Subgenre: Horror-comedy / Nicolas Cage
Summary: A virus causing parents to be homicidal toward their offspring throws a small town into chaos.
Review: The Ryans are a suburban family riding the line between functional and dysfunctional. Father Brent (Nicolas Cage) pines for the days of his wild youth, while mother Kendall (Selma Blair) struggles to connect with her moody teenage daughter Carly (Anne Winters). Youngest son Josh (Zackary Arthur), innocent to the tumult brewing around him, is the family’s sole well-adjusted member. When a mysterious broadcast turns the nation’s parents into filicidal maniacs, Carly must protect Josh from their newly-crazed progenitors.
Mom and Dad was directed by Brian Taylor, one half of the team behind the relentless Crank series, and as one might expect, the entire movie is coated in a hyper-stylized sheen. From the offbeat, insinuating score, bouncing between throwback synth melodies and numbing muzak, to the quick, rhythmic editing, it’s clear from the start that naturalism isn’t on this movie’s agenda. This mannered aesthetic could grow tiring in the wrong hands, but Mom and Dad backs it up with a lean, punchy script and strong performances.
Though the two children are ostensibly our protagonists, Cage and Blair are this movie’s true lead actors, and neither one disappoints.
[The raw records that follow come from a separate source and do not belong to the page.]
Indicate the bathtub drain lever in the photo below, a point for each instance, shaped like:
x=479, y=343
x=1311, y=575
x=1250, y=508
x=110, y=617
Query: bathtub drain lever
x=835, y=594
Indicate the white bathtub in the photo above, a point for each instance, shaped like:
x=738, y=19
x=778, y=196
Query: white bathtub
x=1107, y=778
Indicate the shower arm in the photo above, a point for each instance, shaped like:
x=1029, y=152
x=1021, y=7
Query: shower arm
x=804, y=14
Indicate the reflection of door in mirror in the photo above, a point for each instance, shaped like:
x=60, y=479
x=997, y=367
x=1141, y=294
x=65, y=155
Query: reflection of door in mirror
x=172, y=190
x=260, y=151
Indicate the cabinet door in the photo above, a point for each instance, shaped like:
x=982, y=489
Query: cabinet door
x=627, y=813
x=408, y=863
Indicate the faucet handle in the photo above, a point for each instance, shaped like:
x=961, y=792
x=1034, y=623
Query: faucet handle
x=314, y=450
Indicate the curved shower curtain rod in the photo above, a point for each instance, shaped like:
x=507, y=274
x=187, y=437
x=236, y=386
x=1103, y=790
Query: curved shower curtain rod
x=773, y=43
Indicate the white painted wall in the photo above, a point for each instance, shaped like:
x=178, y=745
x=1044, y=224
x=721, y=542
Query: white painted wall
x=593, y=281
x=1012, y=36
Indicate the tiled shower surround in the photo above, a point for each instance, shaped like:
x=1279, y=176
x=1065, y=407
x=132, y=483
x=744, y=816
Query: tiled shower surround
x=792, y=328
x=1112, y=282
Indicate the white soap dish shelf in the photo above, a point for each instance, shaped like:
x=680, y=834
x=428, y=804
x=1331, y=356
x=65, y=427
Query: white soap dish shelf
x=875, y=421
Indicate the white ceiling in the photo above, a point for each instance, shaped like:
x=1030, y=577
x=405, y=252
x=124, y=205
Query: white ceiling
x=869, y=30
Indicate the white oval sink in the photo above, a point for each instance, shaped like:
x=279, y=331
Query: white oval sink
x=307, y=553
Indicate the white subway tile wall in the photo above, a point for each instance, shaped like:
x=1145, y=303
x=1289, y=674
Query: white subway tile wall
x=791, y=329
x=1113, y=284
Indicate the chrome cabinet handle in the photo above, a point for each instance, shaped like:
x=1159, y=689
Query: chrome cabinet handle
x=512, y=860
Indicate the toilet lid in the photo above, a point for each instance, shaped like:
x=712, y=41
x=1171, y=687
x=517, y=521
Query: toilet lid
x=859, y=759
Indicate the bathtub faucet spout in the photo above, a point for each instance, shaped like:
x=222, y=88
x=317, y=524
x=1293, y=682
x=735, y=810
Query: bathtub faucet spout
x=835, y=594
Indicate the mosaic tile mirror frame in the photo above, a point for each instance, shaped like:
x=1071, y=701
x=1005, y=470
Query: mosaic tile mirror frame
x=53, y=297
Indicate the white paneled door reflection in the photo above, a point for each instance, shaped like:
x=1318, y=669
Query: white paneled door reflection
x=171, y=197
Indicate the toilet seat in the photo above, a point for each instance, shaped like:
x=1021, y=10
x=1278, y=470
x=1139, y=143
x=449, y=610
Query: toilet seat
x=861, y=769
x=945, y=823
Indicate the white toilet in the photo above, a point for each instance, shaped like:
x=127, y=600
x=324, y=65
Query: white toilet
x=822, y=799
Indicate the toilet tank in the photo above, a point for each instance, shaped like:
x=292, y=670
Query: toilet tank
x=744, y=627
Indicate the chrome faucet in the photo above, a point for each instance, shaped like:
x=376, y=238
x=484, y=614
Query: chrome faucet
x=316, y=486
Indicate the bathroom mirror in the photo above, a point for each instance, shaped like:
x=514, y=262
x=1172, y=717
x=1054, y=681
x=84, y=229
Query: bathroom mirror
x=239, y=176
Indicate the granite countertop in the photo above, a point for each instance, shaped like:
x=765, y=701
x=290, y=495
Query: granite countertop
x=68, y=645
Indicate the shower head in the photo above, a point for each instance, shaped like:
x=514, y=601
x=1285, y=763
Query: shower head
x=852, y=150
The story wisely saves their transformation into full-fledged psychos for the final act, which lets them both turn in enjoyable – if not particularly nuanced – performances in the first half as parents who are both insufficient and understandably aggrieved. Cage delivers the freak-outs his fans crave, and it’s just as fun to watch the normally subdued Blair go off the rails.
Even at a light eighty-three minutes, Mom and Dad drags in its third act, which runs out of ideas on what to do with an elongated parents-vs-kids standoff. Thankfully, it pulls itself together for a gory, chaotic free-for-all of a finale that’s an undeniable crowd-pleaser, complete with a fittingly insane (though somewhat predictable) twist.
The Verdict: No one will accuse its parental satire of being subtle, but Mom and Dad delivers all the deranged laughs one could want from a horror-comedy. I give it seven-and-a-half gonzo guardians out of ten.